I’ve been very excited by the progress of the OnionJuggler project’s integration into Whonix, which makes administrating an Onion site accessible to individuals without sys admin experience through a TUI. @Patrick @nyxnor
The question remains - how does this user provision and configure Whonix on a VPS, in order to be able to use OnionJuggler? I have a proposal and would love feedback on the design before getting started. In addition to being useful for individuals lacking sys admin experience, the hope with this project is to also provide greater security by reducing user error through an “infrastructure as code” approach.
Qubes-Whonix or Whonix KVM?
The first question is whether the VPS should use Qubes-Whonix or Whonix KVM. Any recommendations on this are greatly appreciated. Neither option is particularly documented. The following assumes Whonix KVM, based on this comment made in Nov '20:
Can Qubes-Whonix use it as server OS for hosting Tor onion hidden service?
If you mean through a remote server (VPS or root server): currently usability for this is still very lacking at time of writing.
- SSH into Qubes dom0 is hard
- no CLI version
- no documentation on how to use with CLI on a remote server as far as I am aware off
With the work on qubes-remote-support, does this change anything?
The GUI Design Proposal
The User Experience I am looking for is something like this:
- Prior: use cryptocurrency to anonymously buy a VPS
- use GUI to provision Debian on the VPS
- use GUI to distromorph Debian to Kicksecure, then configure Whonix KVM on Kicksecure
- use GUI to launch the Onion Juggler TUI window
- use GUI to sync local static website with VPS
I envision a docs website that would guide the user through this process. Perhaps the best way of sharing the proposed design is a description of each envisioned button:
Button #1: Create VPS
‘Create VPS’ links to a documentation website, which provides a step by step guide to provision a Debian VPS at several cloud providers that accept cryptocurrencies, such as:
- RamNode costs about $5 a month for a server with 1GB of memory and two virtual CPU (vCPU) cores. Only accepts Bitcoin.
- NiceVPS costs about €14.99 a month for a server with 1GB of memory and one vCPU core. Accepts Monero and Zcash.
- Cinfu costs about $4.79 a month for a server with 2GB of memory and one vCPU core. Supports Monero and Zcash.
- PiVPS costs about $14.97 a month for a server with 1GB of memory and one vCPU core. Supports Monero and Zcash.
- SecureDragon costs about $4.99 a month for a server with 1GB of memory and two vCPU cores. Only accepts Bitcoin.
Ideally this button would actually do the provisioning with a technology like Terraform, though from what I can tell all of the Terraform Providers, which use the cloud provider API, don’t accept cryptocurrencies.

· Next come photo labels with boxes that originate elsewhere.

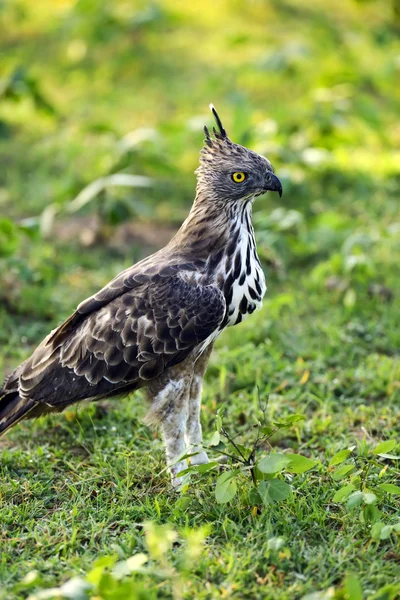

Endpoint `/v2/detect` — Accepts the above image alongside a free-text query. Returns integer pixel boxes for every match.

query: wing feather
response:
[19,276,226,407]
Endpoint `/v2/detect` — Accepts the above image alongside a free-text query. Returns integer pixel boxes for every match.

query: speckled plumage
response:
[0,108,281,482]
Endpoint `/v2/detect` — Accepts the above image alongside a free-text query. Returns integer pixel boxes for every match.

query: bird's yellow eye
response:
[232,171,247,183]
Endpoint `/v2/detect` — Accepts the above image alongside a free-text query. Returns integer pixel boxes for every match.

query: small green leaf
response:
[274,414,305,429]
[286,454,317,474]
[380,525,393,540]
[361,504,381,523]
[215,471,238,504]
[363,492,378,504]
[332,465,354,481]
[259,479,292,503]
[329,450,351,467]
[344,573,363,600]
[332,483,355,502]
[257,453,291,473]
[378,483,400,495]
[207,431,221,446]
[267,537,285,552]
[346,491,363,510]
[371,521,385,540]
[194,462,219,474]
[372,440,397,454]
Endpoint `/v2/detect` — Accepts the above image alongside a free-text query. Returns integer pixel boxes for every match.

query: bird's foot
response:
[189,446,210,466]
[169,460,188,489]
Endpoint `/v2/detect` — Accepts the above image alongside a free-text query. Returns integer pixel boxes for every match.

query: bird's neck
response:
[172,191,252,258]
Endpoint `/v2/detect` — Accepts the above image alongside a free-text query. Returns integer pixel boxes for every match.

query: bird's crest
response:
[204,104,229,148]
[196,104,241,173]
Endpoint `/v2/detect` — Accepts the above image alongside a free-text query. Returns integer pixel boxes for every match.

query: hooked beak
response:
[264,171,282,197]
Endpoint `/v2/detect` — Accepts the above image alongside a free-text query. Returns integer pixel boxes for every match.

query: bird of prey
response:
[0,105,282,484]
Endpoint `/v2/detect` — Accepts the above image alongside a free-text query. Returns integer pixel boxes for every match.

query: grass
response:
[0,0,400,600]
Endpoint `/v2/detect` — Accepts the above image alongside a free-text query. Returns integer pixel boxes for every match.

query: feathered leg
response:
[146,359,193,486]
[186,344,213,465]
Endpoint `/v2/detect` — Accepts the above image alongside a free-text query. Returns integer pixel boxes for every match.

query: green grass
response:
[0,0,400,600]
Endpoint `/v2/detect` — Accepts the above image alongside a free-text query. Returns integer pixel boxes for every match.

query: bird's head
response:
[196,104,282,202]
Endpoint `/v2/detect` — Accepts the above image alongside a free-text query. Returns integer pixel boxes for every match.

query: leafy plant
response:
[177,405,317,507]
[329,440,400,540]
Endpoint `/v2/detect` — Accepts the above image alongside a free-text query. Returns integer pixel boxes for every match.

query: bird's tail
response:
[0,390,36,435]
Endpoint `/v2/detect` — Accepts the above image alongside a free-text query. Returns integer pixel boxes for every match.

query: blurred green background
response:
[0,0,400,356]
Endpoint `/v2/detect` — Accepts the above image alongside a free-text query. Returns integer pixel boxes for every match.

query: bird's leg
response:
[146,373,192,486]
[186,344,212,465]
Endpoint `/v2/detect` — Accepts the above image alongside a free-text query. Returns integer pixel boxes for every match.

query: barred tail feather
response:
[0,391,36,435]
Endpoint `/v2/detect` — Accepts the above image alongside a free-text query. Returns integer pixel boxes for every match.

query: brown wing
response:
[19,274,225,407]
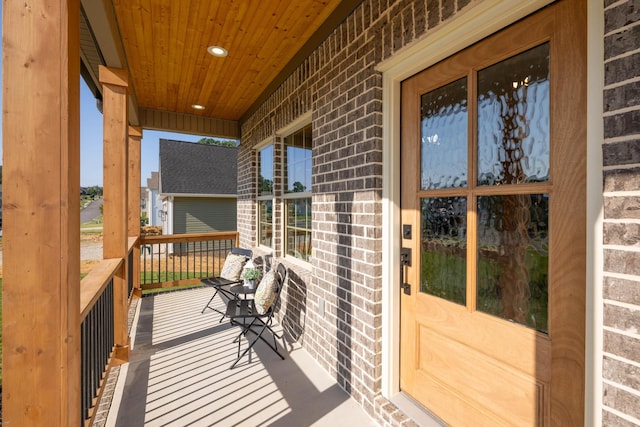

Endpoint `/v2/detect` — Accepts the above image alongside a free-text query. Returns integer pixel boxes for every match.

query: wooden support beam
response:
[127,126,142,296]
[100,66,129,361]
[2,0,80,426]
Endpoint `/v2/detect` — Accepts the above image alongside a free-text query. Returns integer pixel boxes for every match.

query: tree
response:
[198,138,238,147]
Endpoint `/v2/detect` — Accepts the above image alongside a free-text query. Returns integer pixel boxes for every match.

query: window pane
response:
[258,145,273,196]
[258,200,273,247]
[283,125,312,193]
[286,198,311,261]
[420,78,468,190]
[477,194,549,332]
[420,197,467,305]
[478,43,549,185]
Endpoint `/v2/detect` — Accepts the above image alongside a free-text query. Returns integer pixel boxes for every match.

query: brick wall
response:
[238,0,471,425]
[602,0,640,426]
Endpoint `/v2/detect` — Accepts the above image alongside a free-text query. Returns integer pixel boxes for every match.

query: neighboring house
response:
[159,139,238,234]
[144,172,162,229]
[3,0,640,426]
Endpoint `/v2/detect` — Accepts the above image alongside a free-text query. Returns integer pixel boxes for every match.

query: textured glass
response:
[286,198,311,261]
[477,194,549,332]
[258,200,273,247]
[258,145,273,196]
[420,78,468,190]
[284,125,312,193]
[420,197,467,305]
[478,43,549,185]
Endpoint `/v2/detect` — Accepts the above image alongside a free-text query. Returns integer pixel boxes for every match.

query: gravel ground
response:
[80,244,102,261]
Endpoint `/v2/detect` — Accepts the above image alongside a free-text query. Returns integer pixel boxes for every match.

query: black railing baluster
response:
[80,279,114,424]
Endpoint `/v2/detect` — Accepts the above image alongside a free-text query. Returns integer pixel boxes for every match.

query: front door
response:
[400,0,586,426]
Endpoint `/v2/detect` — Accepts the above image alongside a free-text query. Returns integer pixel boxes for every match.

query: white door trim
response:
[376,0,568,409]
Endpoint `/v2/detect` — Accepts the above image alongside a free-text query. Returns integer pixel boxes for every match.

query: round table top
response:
[229,285,256,295]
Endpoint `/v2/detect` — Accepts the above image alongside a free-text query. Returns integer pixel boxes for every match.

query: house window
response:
[258,145,273,247]
[283,124,312,261]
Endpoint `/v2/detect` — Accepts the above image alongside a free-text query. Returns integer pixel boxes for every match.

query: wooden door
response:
[400,0,586,426]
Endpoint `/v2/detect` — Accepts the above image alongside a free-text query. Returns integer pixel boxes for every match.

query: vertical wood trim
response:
[128,126,142,289]
[127,126,142,237]
[2,0,80,425]
[100,66,129,360]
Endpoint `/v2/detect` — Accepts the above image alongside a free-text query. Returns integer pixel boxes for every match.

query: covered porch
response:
[93,288,375,426]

All major cloud providers—AWS, Google Cloud, Microsoft Azure, Alibaba, and so on—require a credit card before approving your account. I haven’t looked into this closely.
Button #2: Configure Whonix
‘Configure Whonix’ takes a Debian VPS and uses configuration management technology to arrive at Kicksecure running Whonix via KVM.

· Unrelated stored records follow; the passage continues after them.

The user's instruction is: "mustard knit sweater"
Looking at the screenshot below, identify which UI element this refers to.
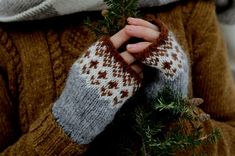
[0,0,235,156]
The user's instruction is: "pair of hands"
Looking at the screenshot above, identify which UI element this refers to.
[110,17,160,77]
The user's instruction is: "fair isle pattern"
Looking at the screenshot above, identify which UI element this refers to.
[75,41,140,107]
[142,32,187,81]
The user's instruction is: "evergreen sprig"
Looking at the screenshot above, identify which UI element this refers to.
[85,0,139,36]
[135,87,220,156]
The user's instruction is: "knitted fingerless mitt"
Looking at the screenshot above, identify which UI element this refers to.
[136,20,189,102]
[53,21,188,144]
[53,38,141,144]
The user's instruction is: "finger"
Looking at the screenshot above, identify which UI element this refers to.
[110,28,130,49]
[124,25,160,42]
[126,42,152,53]
[127,17,159,31]
[131,64,142,74]
[120,51,136,65]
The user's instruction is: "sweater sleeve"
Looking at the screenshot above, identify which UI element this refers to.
[184,1,235,155]
[0,41,87,156]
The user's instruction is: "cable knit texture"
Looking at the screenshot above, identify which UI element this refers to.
[0,0,235,156]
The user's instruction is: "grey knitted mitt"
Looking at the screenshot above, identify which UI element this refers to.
[136,21,189,102]
[53,20,187,144]
[53,38,141,144]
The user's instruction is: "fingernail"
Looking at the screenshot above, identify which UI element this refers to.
[126,44,135,49]
[127,17,134,21]
[126,25,133,31]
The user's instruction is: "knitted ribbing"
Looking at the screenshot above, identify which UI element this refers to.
[0,28,24,129]
[46,30,66,97]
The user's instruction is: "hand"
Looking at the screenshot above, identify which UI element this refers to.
[110,17,160,74]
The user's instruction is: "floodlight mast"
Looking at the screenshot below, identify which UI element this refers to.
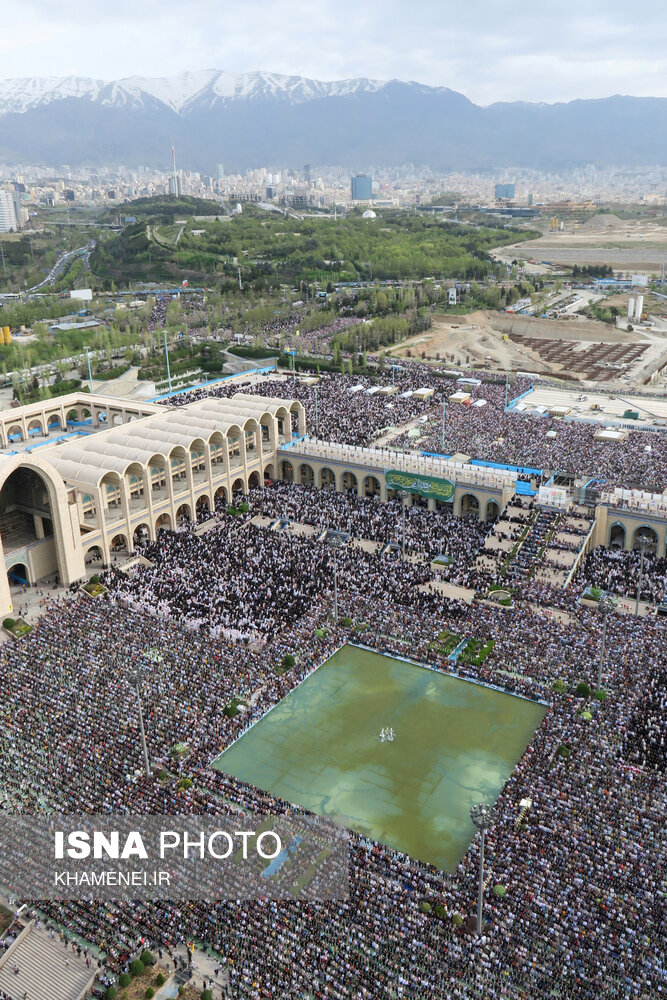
[597,597,616,691]
[470,802,498,935]
[125,661,151,778]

I think that Ansible is the right choice for how this is implemented. It is trusted by the Freedom of Press Foundation (see their GitHub, as a new forum member I can’t hyperlink) for configuration management. In my view, the main benefit of Ansible (versus shell scripts) is that it can be ‘idempotent’ - it describes an end state of the system, so no matter how many times the user presses the GUI button, nothing changes if the VPS is already at the desired end state.
From “UNIX and Linux System Administration Handbook”:
The traditional approach to sysadmin automation is an intricate complex of home-grown shell scripts supplemented by ad hoc fire fighting when scripts fail. This scheme works about as well as you might expect. Over time, systems managed in this way usually degenerate into a chaotic wreckage of package versions and configurations that can’t be reliably reproduced. It’s sometimes called the snowflake model of system administration because no two systems are ever alike.

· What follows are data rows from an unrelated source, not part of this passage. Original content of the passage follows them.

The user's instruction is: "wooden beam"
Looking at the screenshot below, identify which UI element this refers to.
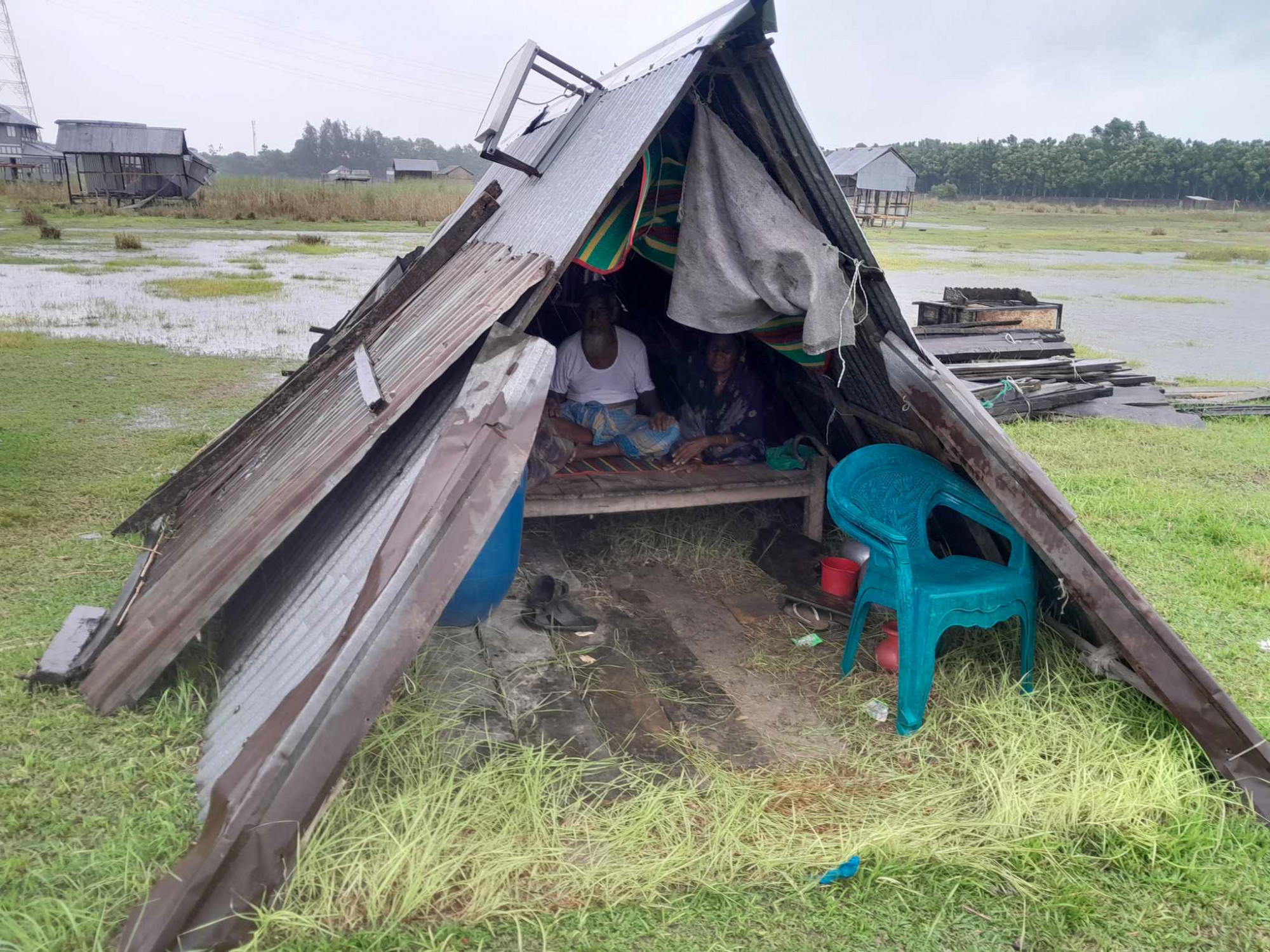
[114,182,503,536]
[353,344,387,414]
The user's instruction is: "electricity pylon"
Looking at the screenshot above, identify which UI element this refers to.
[0,0,39,123]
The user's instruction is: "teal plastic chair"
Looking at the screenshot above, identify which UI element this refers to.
[828,443,1036,734]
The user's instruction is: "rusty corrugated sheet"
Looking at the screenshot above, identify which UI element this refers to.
[119,330,555,952]
[81,242,551,712]
[197,355,475,810]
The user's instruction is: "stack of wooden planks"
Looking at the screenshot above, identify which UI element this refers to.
[914,321,1204,426]
[1163,386,1270,416]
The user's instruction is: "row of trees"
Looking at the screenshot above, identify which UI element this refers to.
[208,119,1270,202]
[853,119,1270,202]
[207,119,489,179]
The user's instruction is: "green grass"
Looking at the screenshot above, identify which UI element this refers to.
[264,235,349,255]
[1008,418,1270,734]
[0,333,281,949]
[1120,294,1226,305]
[867,201,1270,263]
[0,253,71,264]
[0,333,1270,952]
[1186,248,1270,264]
[141,272,282,301]
[50,255,190,277]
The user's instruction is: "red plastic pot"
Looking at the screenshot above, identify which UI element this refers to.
[820,556,860,598]
[874,622,899,674]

An Ansible Playbook would be maintained which
- Distromorphs Debian to Kicksecure
- Configures Whonix KVM as per the Wiki
- Configures an automated update mechanism
- Etc.
If Qubes-Whonix was the direction, this button would use Salt rather than Ansible.
The goal is that the user never needs to interact with a CLI in order for the VPS to be properly configured and up to date.
Button #3: Onion Juggler
‘Onion Juggler’ establishes an SSH connection and launches the Onion Juggler TUI in Whonix-Workstation.
Button #4: Sync Static Website
‘Sync Static Website’ will prompt the user for the directory location of the static website, establish an SSH connection, and syncs the local directory with the files served by Onion Juggler on the VPS.
The documentation also provides advice on how the user can create a static website. The most user friendly option is the desktop app Publii, though any Static Site Generator is possible of course.
Button #5: Settings
Any settings that need to be modified can be done in Settings: local SSH key location, local static website directory location, etc.
What do people think of a project like this? Is there a better approach? Any feedback is very appreciated!